O avanço de tecnologias como o Be8 BeVant® ganha relevância para o agronegócio brasileiro, setor que possui forte dependência do transporte rodoviário para escoamento da produção.

Com a crescente pressão por práticas sustentáveis e redução da intensidade de carbono nas cadeias produtivas, os biocombustíveis surgem como uma alternativa estratégica para atender às exigências ambientais sem necessidade de grandes investimentos em renovação de frota.

Além de contribuir para metas de descarbonização, a adoção de combustíveis renováveis pode fortalecer a competitividade do agronegócio brasileiro nos mercados internacionais, cada vez mais atentos aos critérios de sustentabilidade.

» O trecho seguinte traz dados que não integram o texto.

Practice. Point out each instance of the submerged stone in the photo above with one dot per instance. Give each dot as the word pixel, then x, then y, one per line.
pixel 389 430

Biocombustíveis ganham espaço na agenda de baixo carbono

O resultado alcançado na Copa Truck reforça a importância dos biocombustíveis como uma das principais ferramentas para acelerar a transição energética no Brasil.

Enquanto outras tecnologias ainda enfrentam desafios relacionados à infraestrutura, disponibilidade e custos, os combustíveis renováveis apresentam a vantagem de poderem ser incorporados rapidamente às operações já existentes.

A experiência demonstra que a redução das emissões no transporte pesado não depende apenas de soluções futuras, mas pode ser alcançada imediatamente por meio da adoção de tecnologias já disponíveis no mercado, fortalecendo a agenda de sustentabilidade e descarbonização da economia brasileira.